European Space Weather Week 2025

Propagation and Attenuation of Pc1 Waves from the Magnetosphere to the Ionosphere: Arase and PWING Observations

Oct 29, 2025, 4:00 PM

15m

Miklagård

Oral SWR3 - Inner Magnetospheric Dynamics and Coupling Processes SWR3 – Inner Magnetospheric Dynamics and Coupling Processes

Speaker

Jaeyoung Kwak (Korea Astronomy and Space Science Institute)

Description

Electromagnetic ion cyclotron (EMIC) waves are generated in the equatorial regions of the inner magnetosphere. These waves propagate to the middle or low latitudes in the ionosphere through the ionospheric duct, detected as Pc1 waves by ground-based magnetometers. To figure out how the Pc1 wave power attenuates during propagation in space and on the ground, we investigated a magnetically conjugate Pc1 wave event occurring around 07:00 Universal Time (UT) on January 8, 2018, using data obtained from the Arase satellite and the four PWING ground-based magnetometers located at Zhigansk (ZGN), Magadan (MGD), Moshiri (MSR), and Gakona (GAK). The EMIC waves observed at the Arase satellite were in the helium (He+) band with frequencies of 0.35-0.55 Hz, and the conjugated Pc1 waves were also simultaneously detected within a similar frequency range at the different PWING ground stations. According to polarization analysis of the Pc1 waves, we found that the polarization angles pointed toward the magnetic footprint of the satellite, suggesting that the observed Pc1 wave on the ground and EMIC waves at the Arase satellite were magnetically conjugated.
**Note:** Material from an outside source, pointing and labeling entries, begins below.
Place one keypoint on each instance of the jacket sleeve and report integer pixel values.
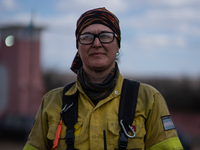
(37, 139)
(161, 132)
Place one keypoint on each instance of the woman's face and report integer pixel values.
(98, 56)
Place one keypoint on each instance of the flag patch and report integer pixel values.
(167, 123)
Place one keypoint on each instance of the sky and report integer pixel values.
(159, 38)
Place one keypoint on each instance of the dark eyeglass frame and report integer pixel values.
(97, 35)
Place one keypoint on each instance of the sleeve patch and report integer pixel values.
(167, 123)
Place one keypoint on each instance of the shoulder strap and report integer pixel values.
(127, 108)
(70, 115)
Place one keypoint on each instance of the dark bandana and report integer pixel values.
(98, 91)
(95, 16)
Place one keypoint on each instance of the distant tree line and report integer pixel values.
(180, 94)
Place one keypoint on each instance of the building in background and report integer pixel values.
(21, 83)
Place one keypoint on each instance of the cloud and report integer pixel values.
(8, 5)
(81, 6)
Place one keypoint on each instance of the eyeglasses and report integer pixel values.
(104, 37)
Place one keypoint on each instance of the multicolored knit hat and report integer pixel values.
(95, 16)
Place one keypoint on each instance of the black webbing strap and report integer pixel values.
(70, 115)
(127, 108)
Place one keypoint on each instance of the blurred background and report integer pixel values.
(160, 46)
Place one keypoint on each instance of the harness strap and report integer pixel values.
(127, 108)
(70, 115)
(126, 114)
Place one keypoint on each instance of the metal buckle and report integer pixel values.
(122, 125)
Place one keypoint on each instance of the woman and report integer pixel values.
(99, 84)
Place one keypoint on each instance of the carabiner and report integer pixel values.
(65, 108)
(130, 136)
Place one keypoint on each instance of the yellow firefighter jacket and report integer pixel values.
(153, 126)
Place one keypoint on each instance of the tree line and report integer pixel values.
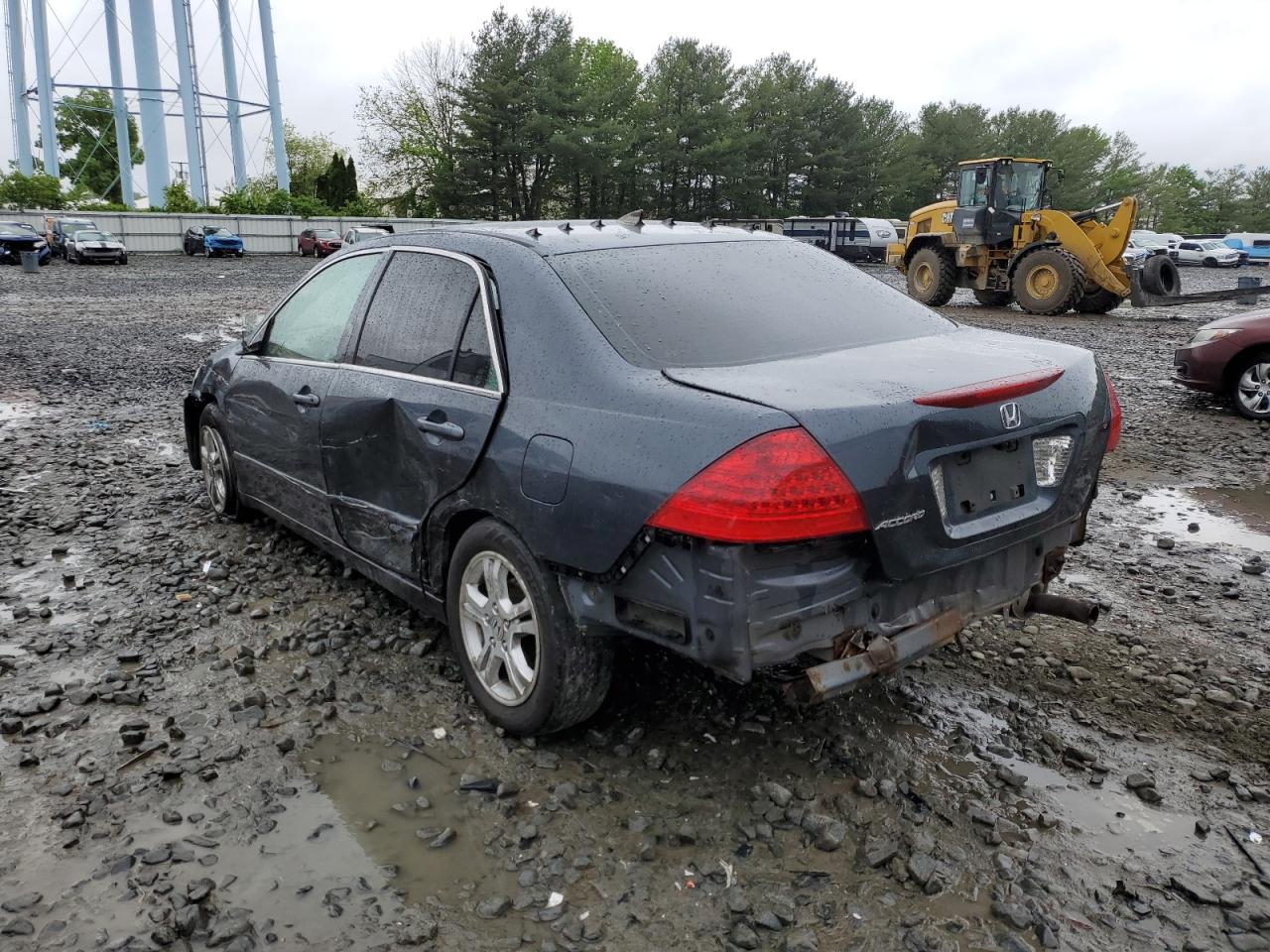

To determine the propagation effect from the source region to each observation point, we calculated wave power attenuation in decibels (dB) relative to the wave power obtained at ZGN. We found that along the ionospheric wave duct, the wave power attenuation factors were 8.22, 5.34, and 4.71 dB/1000 km for the ZGN-MGD, ZGN-MSR, and ZGN-GAK intervals, respectively. Along the magnetic field lines in the magnetosphere, the power attenuation factor was 0.37 dB/1000 km, which can be considered the minimum value. From the results, we suggest that the wave power of Pc1 waves attenuates much less when they propagate in the magnetosphere along magnetic field lines than when they propagate in the ionosphere through ionospheric wave ducts. For future work, we plan to investigate more magnetically conjugate Pc1 wave events using various datasets, including those from geosynchronous orbit satellites and LEO satellites, to statistically examine how the power attenuation changes under different geomagnetic condition.